Q Are there any environmentally friendly products you could apply to a couch to make it stain-resistant?
A Remember when we'd grab a can of Scotchgard and mist every piece of furniture in our homes like we were in one of those crazy Febreze commercials?
After 50 years in commercial use, Scotchgard/Stainmaster phased out the nastiest, most persistent chemical in its formula in 2002, the one that lodges itself in our fatty tissue and stays there indefinitely: PFOS. But that doesn't mean I'd recommend going nuts with its reformulated products. Manufacturer 3M says its new recipe has a "low risk" of building up in the food chain, but there's a big difference between "low" and "no."
Not to mention that lots of other stain treatments use PFOS's sister chem, PFOA. That's the one used in Teflon you know, the likely carcinogen that's in 95 per cent of our bloodstreams. It'll be largely phased out by 2010, but it's still on shelves.
So what's a life-loving, earth-hugging citizen to do about all that furniture that's bound to see some spaghetti splotches or wine drops? Well, for one, don't buy a white couch. I nearly did a few years ago, then flashbacks about all the times I'd spilled food and booze in my life made me ixnay the idea. Two, jump on stains as soon as they occur. If the old salt and soda water options fail, try blotting a mix of laundry detergent and very hot water on your stains using a damp but not dripping-wet cloth or sponge, or lightly scrub with a brush.
Or keep a bucket of seaweed-based Pink Solution on hand (you can order some at http://pinksolution.ca). This natural BC-made concentrate gets out absolutely everything (even five-year old carpet stains, according to my mom) and can be used in a rented steam cleaner for heavy-duty jobs.

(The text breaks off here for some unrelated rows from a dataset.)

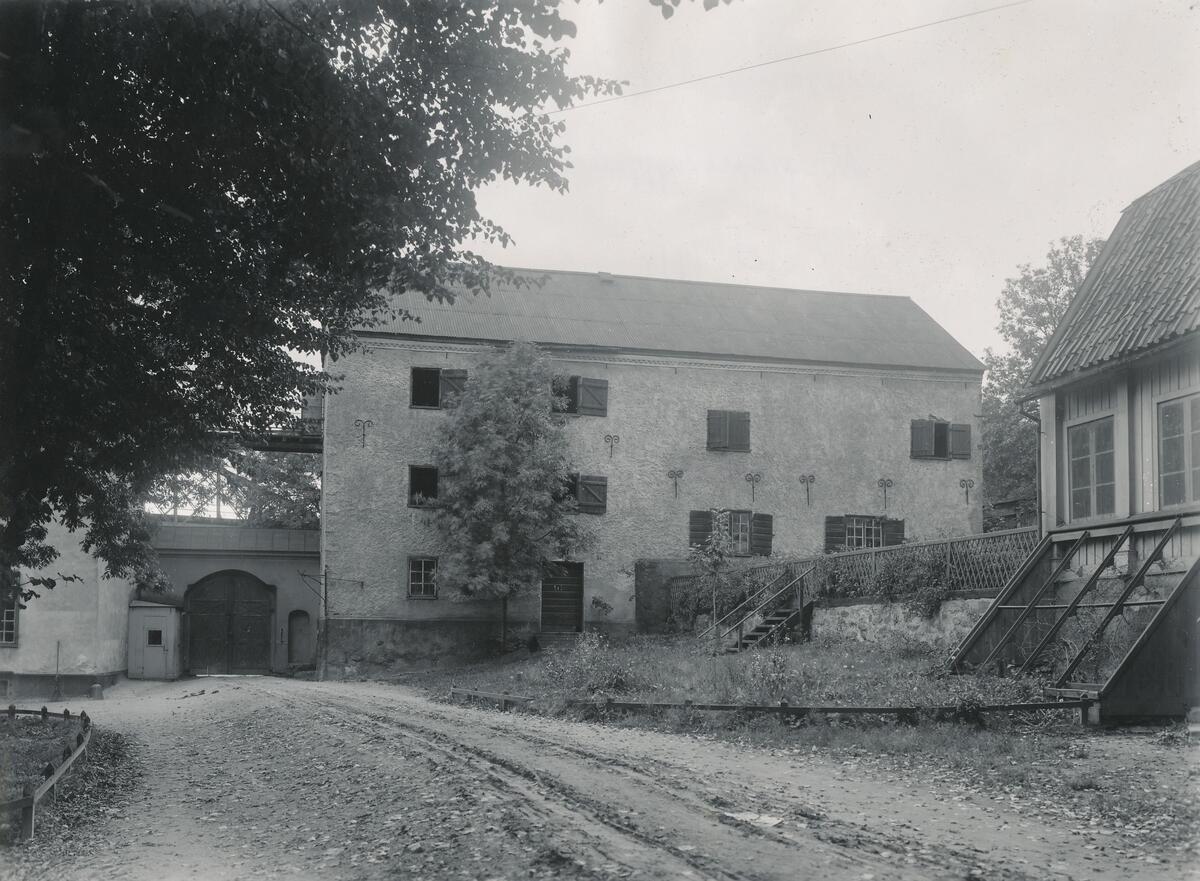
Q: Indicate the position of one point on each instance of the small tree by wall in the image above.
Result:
(503, 467)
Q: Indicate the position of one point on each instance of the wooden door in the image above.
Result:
(229, 624)
(562, 598)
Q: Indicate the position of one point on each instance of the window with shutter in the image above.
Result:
(960, 442)
(835, 533)
(454, 383)
(922, 438)
(700, 527)
(762, 529)
(592, 396)
(729, 430)
(718, 430)
(592, 492)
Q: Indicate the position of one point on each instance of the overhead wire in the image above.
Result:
(787, 58)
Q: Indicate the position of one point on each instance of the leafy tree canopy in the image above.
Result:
(1031, 306)
(190, 191)
(502, 471)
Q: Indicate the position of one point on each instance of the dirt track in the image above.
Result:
(276, 778)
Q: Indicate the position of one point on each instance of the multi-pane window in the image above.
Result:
(739, 531)
(864, 532)
(1179, 450)
(9, 622)
(436, 387)
(581, 395)
(423, 576)
(933, 438)
(1091, 469)
(423, 485)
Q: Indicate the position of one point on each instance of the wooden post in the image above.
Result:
(27, 813)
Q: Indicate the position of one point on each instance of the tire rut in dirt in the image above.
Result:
(760, 852)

But you asked about pretreating, and the answer is: there is no readily available all-natural stain repellent on the market for furniture fabric. You can smear beeswax on your boots and silicone on your tent, but they don't sell that kind of thing for couches.
I did, however, contact Nikwax, the maker of a nontoxic, water-based, fluorocarbon-free stain repellent used on outdoor gear and clothing. A rep told me you can sponge a solution of Nikwax waterproofing for fabrics on a patch of your couch to see how it turns out before doing the whole thing. If your sofa has slipcovers, you can use the wash-in formula.
This stuff does contain mineral oil, which is petroleum-based, but it's probably your best bet, and you can get it at Mountain Equipment Co-op.
Other than that, you can try sticking to your mom's rule of not eating on the couch, but stop short of your grandma's strategy of covering furniture with plastic.
Q How can I recycle my shingles, and what eco-alternatives are there for replacing them?
A First the bad news. Unfortunately, the city doesn't recycle building materials, althoug it's looking into it. Some U.S. states actually oppose shingle recycling because of the risk of asbestos contamination. Others give shingles a second life in roads. Finding anyone who'll recycle them in Toronto, however, is proving impossible. Even renowned recyclers like Turtle Island just junk them. And the people at 1-800-Got-Junk say that, depending on the shingle, it might or might not be recycled.
As for new roofing options, you've got a few to pick from that are way more sustainable than fossil-fuel-based asphalt or over-mined clay tiles or logged cedar shakes. Ontario-made EnviroShakes are made of recycled plastics, wood waste and rubber from old tires. They kind of look like cedar shakes, they're maintenance free and you can install them yourself. And they come with a 50-year guarantee. You can get them from $3.50 per square feet (see Enviroshake.com for retailers).
If you've got a relatively flat roof and a few extra grand, forget shingles, baby, and go for drought-resistant, low-maintenence sedum grasses or ready-grown grass tiles. Green roofs keep your house cooler than a black roof, lower your power bills and pump clean oxygen. But you'll definitely need a pro to figure out if your roof is structurally sound and prep it for planting. ELT Easy Green will do it from $15 a square foot, but they also have DIY options for about $10 (www. eltgreenroofs.com).
Solar shingles sound cool, but according to those in the know, the only solar roofing products that are Canada-proof are Uni-Solar shingles. They look slick, but they cost a fortune and you can't sweep off the snow in winter. You'd be better off putting panels on the ground where you can adjust the angles seasonally to milk the most sunlight.